I just had a thought. Everybody knows James's famous statement "faith without works is dead"
Yes, and a lot of people quote just those words, taken out of context.
Of course. This makes James sound like a liar because he seemingly says that a workless faith will not save.
James wasn't actually talking about eternal life, salvation and being saved from hell at that point.
At the beginning of chapter 2 he is talking about not showing favouritism, James 2:1-7. He reminds his readers that the royal law is "love your neighbour as yourself", but that if they showed favouritism, they were guilty of breaking that law - and if a person breaks one part of the law, they break all of it, James 2:8-11. He tells them to show mercy, and then goes on to ask what good it is to tell a homeless, hungry person to "stay well, warm and well fed" and not do anything about it?

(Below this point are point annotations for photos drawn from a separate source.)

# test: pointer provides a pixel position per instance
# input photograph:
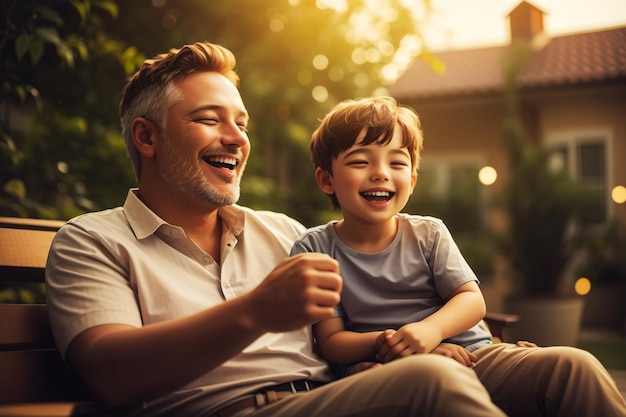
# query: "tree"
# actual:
(296, 59)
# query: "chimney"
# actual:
(526, 22)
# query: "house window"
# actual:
(586, 158)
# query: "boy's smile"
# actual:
(372, 183)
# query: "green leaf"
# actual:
(22, 43)
(81, 8)
(108, 6)
(48, 34)
(36, 50)
(16, 188)
(49, 14)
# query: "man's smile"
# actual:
(221, 162)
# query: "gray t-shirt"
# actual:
(404, 283)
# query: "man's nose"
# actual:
(232, 134)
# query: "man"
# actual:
(183, 303)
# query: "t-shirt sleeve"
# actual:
(86, 286)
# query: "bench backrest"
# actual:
(31, 368)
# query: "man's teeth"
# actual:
(222, 161)
(377, 194)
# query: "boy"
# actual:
(406, 287)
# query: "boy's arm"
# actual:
(341, 346)
(464, 308)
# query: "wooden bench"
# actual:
(34, 380)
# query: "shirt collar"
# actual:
(144, 222)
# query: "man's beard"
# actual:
(187, 176)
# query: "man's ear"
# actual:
(324, 180)
(143, 132)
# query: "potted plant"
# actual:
(542, 207)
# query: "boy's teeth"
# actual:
(377, 193)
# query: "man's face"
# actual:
(206, 146)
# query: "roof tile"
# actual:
(564, 60)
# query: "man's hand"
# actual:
(301, 290)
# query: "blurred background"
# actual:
(522, 105)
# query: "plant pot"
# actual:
(546, 321)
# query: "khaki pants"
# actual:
(555, 381)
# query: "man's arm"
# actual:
(123, 364)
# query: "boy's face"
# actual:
(373, 182)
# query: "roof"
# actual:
(581, 58)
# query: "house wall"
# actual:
(462, 127)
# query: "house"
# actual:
(573, 98)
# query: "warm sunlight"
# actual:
(618, 194)
(487, 175)
(582, 286)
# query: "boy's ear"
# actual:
(413, 181)
(143, 132)
(324, 180)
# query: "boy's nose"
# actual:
(379, 175)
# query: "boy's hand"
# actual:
(412, 338)
(456, 352)
(524, 343)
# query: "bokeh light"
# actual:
(582, 286)
(618, 194)
(320, 62)
(320, 93)
(487, 175)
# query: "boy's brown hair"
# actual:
(340, 128)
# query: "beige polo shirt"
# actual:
(128, 266)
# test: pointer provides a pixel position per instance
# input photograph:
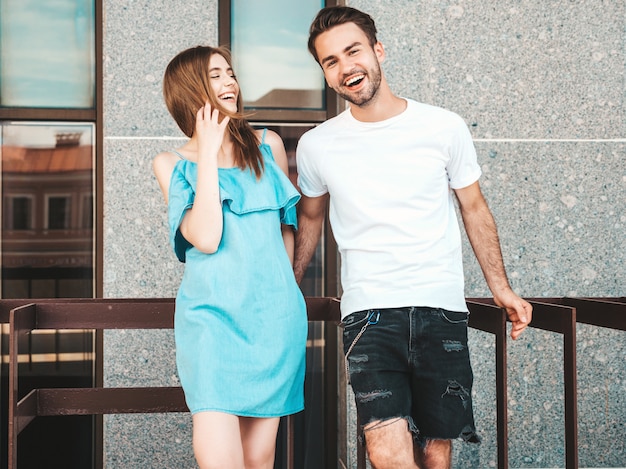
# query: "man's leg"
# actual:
(436, 455)
(390, 444)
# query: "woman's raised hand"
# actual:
(209, 130)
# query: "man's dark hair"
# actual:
(329, 17)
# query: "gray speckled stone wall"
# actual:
(541, 86)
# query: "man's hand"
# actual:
(519, 311)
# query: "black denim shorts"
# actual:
(412, 363)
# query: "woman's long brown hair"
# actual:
(186, 88)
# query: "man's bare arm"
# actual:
(311, 212)
(483, 236)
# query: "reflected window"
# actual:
(58, 212)
(269, 45)
(47, 58)
(47, 189)
(18, 212)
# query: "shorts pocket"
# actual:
(454, 317)
(354, 320)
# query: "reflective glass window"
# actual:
(47, 192)
(272, 62)
(47, 54)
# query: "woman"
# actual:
(240, 321)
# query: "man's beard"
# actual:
(363, 97)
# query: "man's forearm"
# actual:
(307, 237)
(483, 236)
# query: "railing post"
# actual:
(562, 319)
(487, 317)
(21, 321)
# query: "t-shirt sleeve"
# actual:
(463, 169)
(307, 159)
(181, 197)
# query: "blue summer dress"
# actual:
(240, 322)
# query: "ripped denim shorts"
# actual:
(412, 363)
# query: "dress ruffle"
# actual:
(240, 192)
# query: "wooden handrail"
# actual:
(559, 315)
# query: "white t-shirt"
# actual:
(391, 204)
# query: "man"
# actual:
(390, 166)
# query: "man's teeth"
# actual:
(355, 80)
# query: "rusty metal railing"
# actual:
(558, 315)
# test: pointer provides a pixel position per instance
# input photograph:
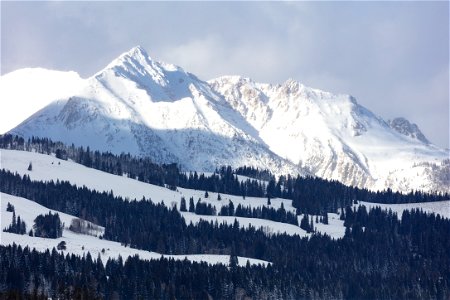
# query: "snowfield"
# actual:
(153, 109)
(440, 207)
(48, 167)
(81, 244)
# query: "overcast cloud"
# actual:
(392, 56)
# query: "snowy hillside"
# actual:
(154, 109)
(47, 167)
(81, 244)
(334, 137)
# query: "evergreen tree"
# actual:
(183, 204)
(191, 205)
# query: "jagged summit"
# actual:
(150, 108)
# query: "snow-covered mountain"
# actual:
(149, 108)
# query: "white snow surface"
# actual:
(48, 167)
(81, 244)
(441, 208)
(42, 87)
(149, 108)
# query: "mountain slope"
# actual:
(149, 108)
(334, 137)
(153, 109)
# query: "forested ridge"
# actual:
(310, 195)
(381, 256)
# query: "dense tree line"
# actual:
(17, 225)
(310, 195)
(48, 226)
(380, 257)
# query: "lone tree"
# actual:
(61, 246)
(48, 226)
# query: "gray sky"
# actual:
(392, 56)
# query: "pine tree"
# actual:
(191, 205)
(183, 204)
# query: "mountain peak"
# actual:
(137, 51)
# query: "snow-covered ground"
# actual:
(440, 207)
(81, 244)
(47, 167)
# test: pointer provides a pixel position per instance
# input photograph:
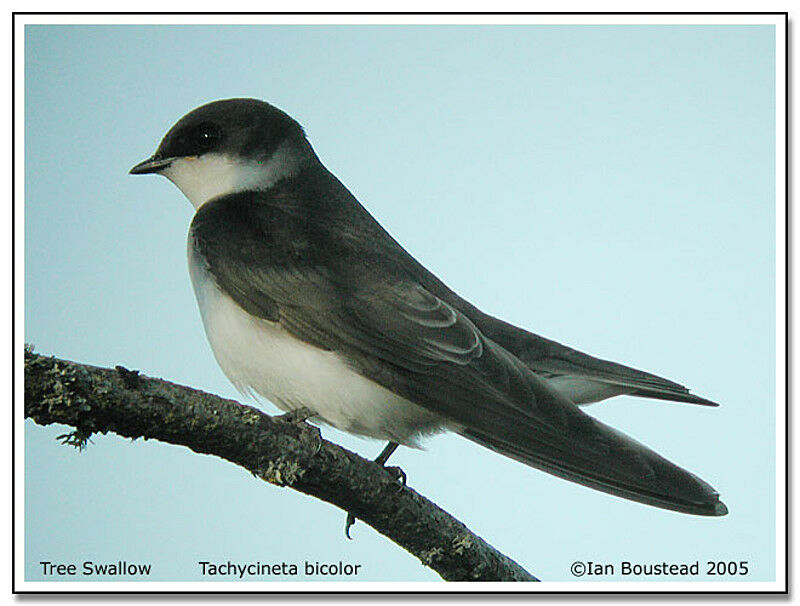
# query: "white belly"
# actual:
(261, 358)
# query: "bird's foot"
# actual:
(399, 476)
(298, 415)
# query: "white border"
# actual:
(434, 587)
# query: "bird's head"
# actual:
(229, 146)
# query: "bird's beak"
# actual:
(153, 164)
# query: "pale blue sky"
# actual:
(610, 187)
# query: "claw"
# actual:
(351, 519)
(298, 415)
(398, 474)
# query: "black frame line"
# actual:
(787, 319)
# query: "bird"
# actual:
(309, 303)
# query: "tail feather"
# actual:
(626, 468)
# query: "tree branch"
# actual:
(93, 399)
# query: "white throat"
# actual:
(202, 178)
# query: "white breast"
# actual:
(261, 358)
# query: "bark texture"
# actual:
(287, 454)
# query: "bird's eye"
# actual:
(205, 137)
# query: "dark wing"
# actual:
(551, 359)
(397, 333)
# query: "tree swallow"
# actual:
(308, 302)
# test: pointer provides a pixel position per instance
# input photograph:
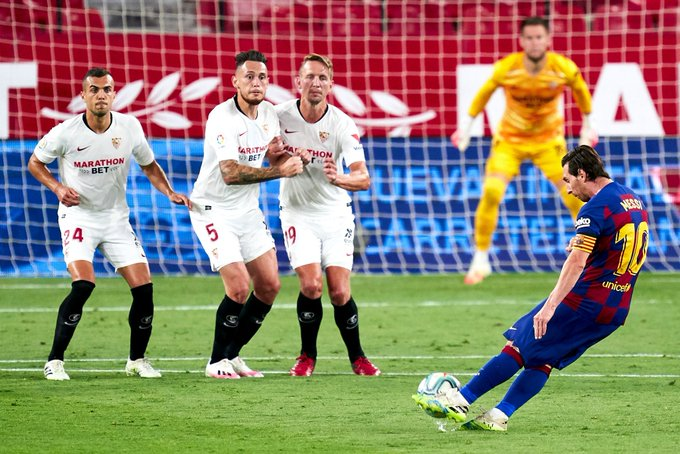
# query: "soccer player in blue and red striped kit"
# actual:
(589, 302)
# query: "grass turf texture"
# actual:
(611, 400)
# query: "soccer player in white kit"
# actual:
(226, 215)
(93, 151)
(316, 211)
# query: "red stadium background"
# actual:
(408, 49)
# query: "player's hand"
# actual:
(460, 139)
(275, 146)
(330, 169)
(574, 241)
(67, 196)
(541, 320)
(179, 199)
(291, 167)
(304, 154)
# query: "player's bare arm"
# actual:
(571, 270)
(67, 196)
(357, 179)
(159, 180)
(235, 173)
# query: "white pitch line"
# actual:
(317, 373)
(337, 358)
(292, 306)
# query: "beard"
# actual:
(536, 60)
(253, 102)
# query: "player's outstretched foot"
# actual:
(494, 420)
(450, 405)
(480, 268)
(141, 367)
(303, 367)
(242, 369)
(54, 370)
(362, 366)
(221, 369)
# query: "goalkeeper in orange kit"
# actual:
(532, 127)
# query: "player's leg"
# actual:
(502, 165)
(68, 317)
(303, 245)
(337, 259)
(548, 159)
(222, 246)
(259, 256)
(80, 237)
(310, 314)
(527, 384)
(125, 252)
(266, 285)
(346, 316)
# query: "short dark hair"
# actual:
(534, 20)
(250, 55)
(96, 72)
(585, 157)
(321, 59)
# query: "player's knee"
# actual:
(339, 295)
(141, 311)
(493, 190)
(71, 309)
(81, 291)
(311, 288)
(267, 291)
(545, 368)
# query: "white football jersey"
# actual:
(95, 165)
(231, 135)
(334, 135)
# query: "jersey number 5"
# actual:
(210, 228)
(634, 250)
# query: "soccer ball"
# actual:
(437, 383)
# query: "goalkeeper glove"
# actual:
(588, 135)
(461, 137)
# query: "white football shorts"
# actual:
(112, 234)
(327, 240)
(228, 237)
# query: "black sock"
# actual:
(249, 321)
(140, 318)
(226, 322)
(310, 313)
(70, 311)
(347, 319)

It seems to me from that that James is saying that there's no point in blessing someone or offering warm words alone - words do not actually keep anyone warm. If you wish that they will be fed and clothed; do something about it. Or as we might say - "be the answer to your own prayers."
He doesn't actually say here that a person needs to do good works to prove that they have faith in, and are saved by, Jesus.
A workless faith seems to be a "dead" faith in Gods eyes and God rebukes and chastises them for their lack of obedience on Judgement day.
Well not entirely.
Someone might believe in Jesus, receive him and have eternal life but not be able to physically do very much, except pray and encourage people. That doesn't mean that their faith is not real, however.
After all. Both statements are spoken by the Holy Spirit so both statements HAVE to be true
They ARE true; Scripture does not contradict itself.
My feeling is that if people paid more attention to the context, the people that these letters were written to and their circumstances, instead of taking a few words out of context and building a doctrine on them, we'd understand Scripture better.
so what if I "cracked the code" so to speak.
What you've just said is what Paul says in 1 Corinthians 3:10-15.
But that does raise a question if we accept this as fact. Just what is saving faith then?
Faith in Jesus and his finished work on the cross.
Jesus came to die for us, Matthew 26:28 and reconcile us to God, Romans 5:11. We were all sinners, Romans 3:23; spiritually dead, apart from God, and nothing that WE could do would change that.
If we accept that we can't get eternal life and to heaven by our own works because we are spiritually dead, that Jesus came as the 2nd Adam to bring justification, life and righteousness, Romans 5:12-19 and that he alone can reconcile us to God and give us eternal life, we are saved by him.
When the Pharisees asked what were the works that God required them to do, Jesus replied, "the work of God is to believe in the One he has sent," John 6:29.